As we seek to pray within the living tradition of the Church, it can happen from time to time that individuals or groups might propose particular forms of prayer (words, melodies, gestures, images) which seem suitable to express publicly our relationship with God. The teaching Church has the important task of discerning the fidelity of these ways of praying to the tradition of the faith which has been handed down to us from the apostles. To say it another way, the language of prayer, for the followers of Jesus Christ, always has been to be seen in relation to Jesus Christ himself.

Although we readily acknowledge that our language cannot ever fully describe the mystery of God and that we must continually purify our language about God so that our image of God is not confused with our human representations, it is important that we look to Jesus and to the tradition of the Church to help us in the purification process.

Jesus reveals the identity of God as a mystery of relationship. He relates to God as his dear Father (Abba) and invites us into that relationship. The Christian tradition has therefore followed the lead of Jesus in praying to "our Father."

Following the prayer of our Jewish ancestors, as well as the prayer of Jesus, the Christian tradition has named God with pronouns such as "he, him," etc., in distinction from other religions of various ages which acknowledge different gods and which have been named as female deities. Though the Christian tradition acknowledges that God transcends the human distinction between the sexes and known expressions for a particular parental tenderness in God which use the image of motherhood, for example, there is no other language which assures our fidelity to the God revealed in the Hebrew Scriptures and revealed by Jesus than that in which Jesus reveals God as his Father and to whom the tradition consistently refers with the use of masculine terminology.

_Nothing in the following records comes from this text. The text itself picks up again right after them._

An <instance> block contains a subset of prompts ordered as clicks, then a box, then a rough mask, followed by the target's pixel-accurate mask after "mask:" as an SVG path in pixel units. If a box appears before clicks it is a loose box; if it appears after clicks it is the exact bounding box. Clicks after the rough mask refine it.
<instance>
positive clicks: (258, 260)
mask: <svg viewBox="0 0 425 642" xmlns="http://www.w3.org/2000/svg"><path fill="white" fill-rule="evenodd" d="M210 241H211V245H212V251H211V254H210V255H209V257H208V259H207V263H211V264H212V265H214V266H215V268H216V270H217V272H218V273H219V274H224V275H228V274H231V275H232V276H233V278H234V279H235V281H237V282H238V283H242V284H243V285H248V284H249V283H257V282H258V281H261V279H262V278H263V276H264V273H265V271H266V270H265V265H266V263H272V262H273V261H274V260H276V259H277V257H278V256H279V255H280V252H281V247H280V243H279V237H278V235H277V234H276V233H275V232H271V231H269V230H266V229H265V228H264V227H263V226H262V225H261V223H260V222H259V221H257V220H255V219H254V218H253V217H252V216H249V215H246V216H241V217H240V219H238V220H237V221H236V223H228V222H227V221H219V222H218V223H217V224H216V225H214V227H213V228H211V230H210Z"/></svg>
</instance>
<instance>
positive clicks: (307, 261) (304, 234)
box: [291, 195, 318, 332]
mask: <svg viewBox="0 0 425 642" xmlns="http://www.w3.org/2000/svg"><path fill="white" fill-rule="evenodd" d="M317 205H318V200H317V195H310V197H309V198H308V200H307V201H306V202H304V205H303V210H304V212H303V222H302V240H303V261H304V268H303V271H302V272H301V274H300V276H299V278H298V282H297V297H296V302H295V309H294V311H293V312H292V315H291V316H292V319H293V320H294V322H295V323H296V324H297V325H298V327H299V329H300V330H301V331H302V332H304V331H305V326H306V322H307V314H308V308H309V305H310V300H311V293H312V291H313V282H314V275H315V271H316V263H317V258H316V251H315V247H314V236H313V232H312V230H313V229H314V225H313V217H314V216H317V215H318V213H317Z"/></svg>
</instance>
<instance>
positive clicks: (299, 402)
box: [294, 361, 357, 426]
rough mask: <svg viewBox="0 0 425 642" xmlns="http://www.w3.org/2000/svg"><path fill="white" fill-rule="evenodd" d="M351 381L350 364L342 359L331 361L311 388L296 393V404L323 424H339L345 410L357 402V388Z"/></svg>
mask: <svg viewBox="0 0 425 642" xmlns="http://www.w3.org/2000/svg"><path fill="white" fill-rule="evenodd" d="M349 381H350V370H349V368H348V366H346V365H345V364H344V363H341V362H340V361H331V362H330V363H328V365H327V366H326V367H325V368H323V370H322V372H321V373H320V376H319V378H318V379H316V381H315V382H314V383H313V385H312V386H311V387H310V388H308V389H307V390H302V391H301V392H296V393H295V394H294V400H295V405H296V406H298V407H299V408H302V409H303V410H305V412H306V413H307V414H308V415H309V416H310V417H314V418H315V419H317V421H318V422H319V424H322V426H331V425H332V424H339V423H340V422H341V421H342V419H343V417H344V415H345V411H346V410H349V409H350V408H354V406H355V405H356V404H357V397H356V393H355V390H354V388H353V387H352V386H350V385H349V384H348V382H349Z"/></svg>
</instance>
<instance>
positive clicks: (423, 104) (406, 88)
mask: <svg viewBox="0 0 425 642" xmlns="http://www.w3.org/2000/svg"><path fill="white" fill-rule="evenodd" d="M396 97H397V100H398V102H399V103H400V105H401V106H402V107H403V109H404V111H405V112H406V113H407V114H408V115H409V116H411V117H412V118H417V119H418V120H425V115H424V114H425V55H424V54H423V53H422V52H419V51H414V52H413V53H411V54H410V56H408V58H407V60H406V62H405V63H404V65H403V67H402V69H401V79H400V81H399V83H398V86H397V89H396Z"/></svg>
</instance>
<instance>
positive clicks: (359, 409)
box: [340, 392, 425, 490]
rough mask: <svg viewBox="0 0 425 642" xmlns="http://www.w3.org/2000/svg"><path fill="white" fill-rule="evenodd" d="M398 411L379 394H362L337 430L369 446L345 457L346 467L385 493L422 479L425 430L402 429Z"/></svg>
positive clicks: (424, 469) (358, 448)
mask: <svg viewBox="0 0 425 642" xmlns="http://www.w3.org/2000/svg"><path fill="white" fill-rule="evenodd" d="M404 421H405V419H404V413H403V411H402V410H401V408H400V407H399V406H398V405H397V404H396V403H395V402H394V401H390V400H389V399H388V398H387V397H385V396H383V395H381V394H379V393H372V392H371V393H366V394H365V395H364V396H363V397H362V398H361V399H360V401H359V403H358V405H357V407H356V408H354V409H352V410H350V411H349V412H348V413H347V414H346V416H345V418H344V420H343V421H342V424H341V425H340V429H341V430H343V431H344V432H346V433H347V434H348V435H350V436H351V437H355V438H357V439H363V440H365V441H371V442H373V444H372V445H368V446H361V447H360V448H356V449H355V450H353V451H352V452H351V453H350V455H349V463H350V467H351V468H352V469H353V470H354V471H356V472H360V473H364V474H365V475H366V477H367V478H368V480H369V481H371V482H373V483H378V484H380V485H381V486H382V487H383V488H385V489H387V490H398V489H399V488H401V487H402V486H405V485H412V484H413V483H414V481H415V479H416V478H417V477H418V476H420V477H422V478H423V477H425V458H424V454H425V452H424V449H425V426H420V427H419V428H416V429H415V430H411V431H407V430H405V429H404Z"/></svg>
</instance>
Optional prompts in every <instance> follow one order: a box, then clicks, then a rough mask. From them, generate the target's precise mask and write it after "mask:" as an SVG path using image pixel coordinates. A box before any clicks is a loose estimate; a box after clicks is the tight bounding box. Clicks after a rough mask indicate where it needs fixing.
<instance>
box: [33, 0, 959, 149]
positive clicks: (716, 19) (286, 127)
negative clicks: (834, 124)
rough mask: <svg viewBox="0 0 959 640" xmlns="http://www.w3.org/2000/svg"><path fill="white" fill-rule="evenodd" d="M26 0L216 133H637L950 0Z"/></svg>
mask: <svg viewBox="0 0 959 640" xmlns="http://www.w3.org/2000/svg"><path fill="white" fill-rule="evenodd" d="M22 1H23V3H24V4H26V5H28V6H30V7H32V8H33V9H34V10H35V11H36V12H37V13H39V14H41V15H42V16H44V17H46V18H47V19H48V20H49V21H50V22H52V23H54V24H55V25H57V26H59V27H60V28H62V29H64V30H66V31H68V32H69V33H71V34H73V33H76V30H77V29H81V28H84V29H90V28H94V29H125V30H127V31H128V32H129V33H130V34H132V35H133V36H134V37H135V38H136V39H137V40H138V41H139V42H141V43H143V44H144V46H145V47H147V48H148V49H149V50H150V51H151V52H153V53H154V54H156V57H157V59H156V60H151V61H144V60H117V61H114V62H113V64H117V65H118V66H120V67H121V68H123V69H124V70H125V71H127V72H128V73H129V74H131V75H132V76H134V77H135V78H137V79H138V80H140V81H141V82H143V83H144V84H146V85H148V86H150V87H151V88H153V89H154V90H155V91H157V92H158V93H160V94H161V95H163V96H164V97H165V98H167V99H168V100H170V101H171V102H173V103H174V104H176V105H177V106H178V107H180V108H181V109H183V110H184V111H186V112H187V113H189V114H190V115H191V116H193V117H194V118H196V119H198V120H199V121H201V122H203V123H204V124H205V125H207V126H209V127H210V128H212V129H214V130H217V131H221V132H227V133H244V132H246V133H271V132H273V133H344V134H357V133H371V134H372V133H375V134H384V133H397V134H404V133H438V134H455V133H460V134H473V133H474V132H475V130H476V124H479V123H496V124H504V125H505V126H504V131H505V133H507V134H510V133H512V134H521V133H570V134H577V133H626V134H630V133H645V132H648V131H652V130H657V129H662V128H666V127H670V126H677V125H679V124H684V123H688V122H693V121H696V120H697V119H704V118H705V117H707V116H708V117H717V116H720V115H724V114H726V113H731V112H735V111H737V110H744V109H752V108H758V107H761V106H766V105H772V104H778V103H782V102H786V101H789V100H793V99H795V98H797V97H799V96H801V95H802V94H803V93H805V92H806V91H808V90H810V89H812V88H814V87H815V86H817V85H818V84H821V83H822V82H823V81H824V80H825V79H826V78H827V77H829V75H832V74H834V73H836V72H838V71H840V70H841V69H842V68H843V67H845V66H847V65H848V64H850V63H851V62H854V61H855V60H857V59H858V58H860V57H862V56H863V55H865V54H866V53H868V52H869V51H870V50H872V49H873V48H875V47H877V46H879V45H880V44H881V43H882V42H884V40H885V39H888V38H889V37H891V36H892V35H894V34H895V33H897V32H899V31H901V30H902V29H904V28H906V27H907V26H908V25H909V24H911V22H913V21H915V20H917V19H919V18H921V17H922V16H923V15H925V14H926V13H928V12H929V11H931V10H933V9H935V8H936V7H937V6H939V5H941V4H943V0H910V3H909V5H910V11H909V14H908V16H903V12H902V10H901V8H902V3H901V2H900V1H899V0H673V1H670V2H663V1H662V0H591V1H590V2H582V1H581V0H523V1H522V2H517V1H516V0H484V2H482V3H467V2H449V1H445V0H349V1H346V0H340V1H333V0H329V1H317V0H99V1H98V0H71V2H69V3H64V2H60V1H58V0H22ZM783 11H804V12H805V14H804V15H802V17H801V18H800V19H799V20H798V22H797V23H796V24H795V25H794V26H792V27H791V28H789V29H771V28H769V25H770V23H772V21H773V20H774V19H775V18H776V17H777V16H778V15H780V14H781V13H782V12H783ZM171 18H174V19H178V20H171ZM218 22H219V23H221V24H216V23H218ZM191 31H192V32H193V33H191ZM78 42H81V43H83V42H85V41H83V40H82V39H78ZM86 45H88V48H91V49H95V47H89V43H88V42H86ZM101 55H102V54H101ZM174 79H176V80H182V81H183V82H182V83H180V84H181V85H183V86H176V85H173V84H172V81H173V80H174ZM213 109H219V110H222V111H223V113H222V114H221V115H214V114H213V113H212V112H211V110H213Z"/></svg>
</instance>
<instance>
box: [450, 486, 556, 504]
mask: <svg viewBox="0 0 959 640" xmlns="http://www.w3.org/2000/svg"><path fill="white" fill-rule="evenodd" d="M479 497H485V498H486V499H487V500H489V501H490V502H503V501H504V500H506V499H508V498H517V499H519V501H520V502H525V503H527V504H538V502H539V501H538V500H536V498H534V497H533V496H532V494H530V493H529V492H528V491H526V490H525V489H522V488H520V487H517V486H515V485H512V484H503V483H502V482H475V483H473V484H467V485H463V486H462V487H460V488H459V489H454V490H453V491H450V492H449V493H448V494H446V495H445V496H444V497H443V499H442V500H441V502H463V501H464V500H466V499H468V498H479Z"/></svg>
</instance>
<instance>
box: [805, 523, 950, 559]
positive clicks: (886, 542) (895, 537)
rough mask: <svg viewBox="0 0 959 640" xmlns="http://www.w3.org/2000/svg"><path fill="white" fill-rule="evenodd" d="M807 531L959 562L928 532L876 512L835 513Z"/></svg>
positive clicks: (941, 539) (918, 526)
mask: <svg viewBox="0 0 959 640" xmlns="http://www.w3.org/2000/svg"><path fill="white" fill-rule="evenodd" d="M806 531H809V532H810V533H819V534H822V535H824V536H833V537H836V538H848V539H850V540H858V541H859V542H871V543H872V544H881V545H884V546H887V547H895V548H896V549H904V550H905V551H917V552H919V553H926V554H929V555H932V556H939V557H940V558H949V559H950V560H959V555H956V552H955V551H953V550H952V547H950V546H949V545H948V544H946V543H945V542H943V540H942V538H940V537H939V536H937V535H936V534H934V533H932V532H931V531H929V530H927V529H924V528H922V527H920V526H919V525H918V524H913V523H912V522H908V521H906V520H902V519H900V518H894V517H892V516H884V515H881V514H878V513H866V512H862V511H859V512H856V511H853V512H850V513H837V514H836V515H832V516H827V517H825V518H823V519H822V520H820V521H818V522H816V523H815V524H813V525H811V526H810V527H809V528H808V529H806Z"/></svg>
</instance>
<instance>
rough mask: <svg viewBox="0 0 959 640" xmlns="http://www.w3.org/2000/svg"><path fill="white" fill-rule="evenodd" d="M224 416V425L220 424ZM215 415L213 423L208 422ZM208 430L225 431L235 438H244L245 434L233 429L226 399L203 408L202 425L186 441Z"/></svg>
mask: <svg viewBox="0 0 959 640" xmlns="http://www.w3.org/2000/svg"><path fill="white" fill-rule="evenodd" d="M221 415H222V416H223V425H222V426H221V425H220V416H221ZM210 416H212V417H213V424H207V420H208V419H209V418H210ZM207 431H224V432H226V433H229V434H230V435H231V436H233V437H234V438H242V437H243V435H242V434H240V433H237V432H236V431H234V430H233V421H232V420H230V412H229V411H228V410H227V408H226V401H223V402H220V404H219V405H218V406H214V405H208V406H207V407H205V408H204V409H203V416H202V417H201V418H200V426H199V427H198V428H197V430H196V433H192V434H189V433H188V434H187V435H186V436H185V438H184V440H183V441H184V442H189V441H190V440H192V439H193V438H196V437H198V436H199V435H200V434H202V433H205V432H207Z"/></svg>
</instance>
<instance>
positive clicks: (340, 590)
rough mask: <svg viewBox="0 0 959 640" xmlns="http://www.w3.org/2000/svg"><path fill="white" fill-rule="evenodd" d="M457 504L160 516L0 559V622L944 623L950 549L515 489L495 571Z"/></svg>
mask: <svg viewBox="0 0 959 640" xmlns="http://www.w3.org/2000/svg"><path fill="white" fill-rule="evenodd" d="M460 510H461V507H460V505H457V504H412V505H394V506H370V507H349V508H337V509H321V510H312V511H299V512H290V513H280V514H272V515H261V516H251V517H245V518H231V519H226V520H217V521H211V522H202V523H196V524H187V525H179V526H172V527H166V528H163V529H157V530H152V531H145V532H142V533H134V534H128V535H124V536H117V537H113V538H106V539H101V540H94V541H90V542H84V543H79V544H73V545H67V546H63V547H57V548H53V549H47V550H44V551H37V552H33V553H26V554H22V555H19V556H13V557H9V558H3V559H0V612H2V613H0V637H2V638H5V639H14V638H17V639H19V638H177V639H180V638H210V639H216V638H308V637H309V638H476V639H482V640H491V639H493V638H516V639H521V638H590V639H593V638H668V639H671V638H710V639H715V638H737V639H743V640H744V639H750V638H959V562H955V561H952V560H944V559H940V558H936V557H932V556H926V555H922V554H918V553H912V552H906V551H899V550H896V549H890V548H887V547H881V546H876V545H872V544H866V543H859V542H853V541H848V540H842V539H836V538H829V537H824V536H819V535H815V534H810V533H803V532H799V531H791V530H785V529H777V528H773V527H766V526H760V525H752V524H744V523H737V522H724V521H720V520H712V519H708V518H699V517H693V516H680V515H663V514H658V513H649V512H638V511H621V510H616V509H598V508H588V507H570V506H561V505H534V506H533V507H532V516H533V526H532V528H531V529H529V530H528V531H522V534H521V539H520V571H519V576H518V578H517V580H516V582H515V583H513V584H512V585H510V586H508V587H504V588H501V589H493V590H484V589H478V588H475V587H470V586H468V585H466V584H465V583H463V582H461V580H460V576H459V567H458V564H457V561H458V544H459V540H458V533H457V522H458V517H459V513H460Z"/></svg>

The sung blessing currently in use in the Catholic Diocese of Saginaw employs in its first verse a paraphrase of the beautiful and traditional text from the Book of Numbers [*See Solemn Blessings #10, Ordinary Time I]. I encourage the use of this profound scriptural prayer. However, the second verse of the blessing as commonly sung does not maintain the necessary clarity regarding the naming of God which is part of our Jewish and Christian heritage and can therefore unintentionally bring about confusion or misdirection in our prayer. Therfore, the use of this second verse should be discontinued.